From e3bc921ad94c82c677886c2baef9a4876f6faeea Mon Sep 17 00:00:00 2001
From: Floris van Nee <floris.vannee@gmail.com>
Date: Thu, 19 Mar 2020 10:27:47 +0100
Subject: [PATCH 5/5] Support skip scan for non-distinct scans

Adds planner support to choose a skip scan for regular
non-distinct queries like:
SELECT * FROM t1 WHERE b=1 (with index on (a,b))
---
 src/backend/optimizer/path/indxpath.c | 181 +++++++++++++++++++++++++-
 src/backend/optimizer/plan/planner.c  |   2 +-
 src/backend/optimizer/util/pathnode.c |   4 +-
 src/backend/utils/adt/selfuncs.c      | 153 ++++++++++++++++++++--
 src/include/optimizer/pathnode.h      |   3 +-
 5 files changed, 327 insertions(+), 16 deletions(-)
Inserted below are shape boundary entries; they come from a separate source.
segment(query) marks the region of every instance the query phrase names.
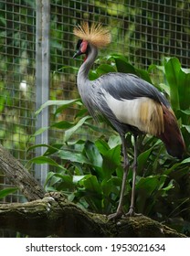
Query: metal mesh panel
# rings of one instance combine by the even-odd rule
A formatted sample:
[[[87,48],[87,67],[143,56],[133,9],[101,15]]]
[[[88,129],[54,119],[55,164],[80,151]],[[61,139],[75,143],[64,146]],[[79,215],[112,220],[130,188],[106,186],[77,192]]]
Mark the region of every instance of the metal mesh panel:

diff --git a/src/backend/optimizer/path/indxpath.c b/src/backend/optimizer/path/indxpath.c
index ba2dd30a13..d4d3e1c7eb 100644
--- a/src/backend/optimizer/path/indxpath.c
+++ b/src/backend/optimizer/path/indxpath.c
@@ -192,6 +192,17 @@ static Expr *match_clause_to_ordering_op(IndexOptInfo *index,
 static bool ec_member_matches_indexcol(PlannerInfo *root, RelOptInfo *rel,
 									   EquivalenceClass *ec, EquivalenceMember *em,
 									   void *arg);
+static List* add_possible_index_skip_paths(List* result,
+										  PlannerInfo *root,
+										  IndexOptInfo *index,
+										  List *indexclauses,
+										  List *indexorderbys,
+										  List *indexorderbycols,
+										  List *pathkeys,
+										  ScanDirection indexscandir,
+										  bool indexonly,
+										  Relids required_outer,
+										  double loop_count);
 
 
 /*
@@ -820,6 +831,136 @@ get_index_paths(PlannerInfo *root, RelOptInfo *rel,
 	}
 }
 
+/*
+ * Find available index skip paths and add them to the path list
+ */
+static List* add_possible_index_skip_paths(List* result,
+										  PlannerInfo *root,
+										  IndexOptInfo *index,
+										  List *indexclauses,
+										  List *indexorderbys,
+										  List *indexorderbycols,
+										  List *pathkeys,
+										  ScanDirection indexscandir,
+										  bool indexonly,
+										  Relids required_outer,
+										  double loop_count)
+{
+	int			indexcol;
+	bool		eqQualHere;
+	bool		eqQualPrev;
+	bool		eqSoFar;
+	ListCell   *lc;
+
+	/*
+	 * We need to find possible prefixes to use for the skip scan
+	 * Any useful prefix is one just before an index clause, unless
+	 * all clauses so far have been equal.
+	 * For example, on an index (a,b,c), the qual b=1 would
+	 * mean that an interesting skip prefix could be 1.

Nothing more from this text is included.